Since its invasion of Ukraine in late February, Russia has been the target of punitive sanctions, particularly from Western nations. But its huge energy sector had mostly escaped unscathed, save for import bans from countries like the US and UK, which buy very little in the way of Russian oil, natural gas or coal.

The market has been losing about 1 million barrels of Russian oil a day in April from traders shunning cargoes, analysts assume, and existing EU sanctions already restricted purchases of Russian crude to only those “strictly necessary” from May 15. BP boss Brian Looney on Tuesday said he expected an additional 1 million barrels a day to vanish on top of that in May.

A trickier issue will be replacing Russian refined product imports, particularly so-called middle distillates. These include fuels such as diesel, fuel oil that runs heavy-duty vehicles and machinery, and inputs for petrochemicals. 

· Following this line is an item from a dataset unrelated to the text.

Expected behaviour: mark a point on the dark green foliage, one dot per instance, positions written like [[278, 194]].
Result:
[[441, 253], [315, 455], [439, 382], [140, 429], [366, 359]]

“The middle distillate market is extremely tight in most regions around the globe. Risks around Russian supply, lower Chinese exports, recovering demand following Covid, and limited ability of refiners to respond has meant that inventories in the US, Europe and Asia are at multiyear lows,” ING strategist Warren Patterson said.

Natural gas is a far less likely target for restrictions, not least because of the EU’s dependence on it. But the relationship is mutual. According to EIA data, the bloc takes 89% of all Russia’s gas exports.

Even though gas is immune for now, benchmark European prices have shot up by 50% this year alone. Dutch gas futures were up 5.35% on the day at 104.75 euros per megawatt hour.

Reports citing EU sources said Hungary and Slovakia, which are reliant on the imports, will get longer to phase out purchases of Russian crude oil. They will be able to keep buying under existing contracts until the end of 2023, Reuters reported, while the Wall Street Journal said they will have a 20-month phaseout.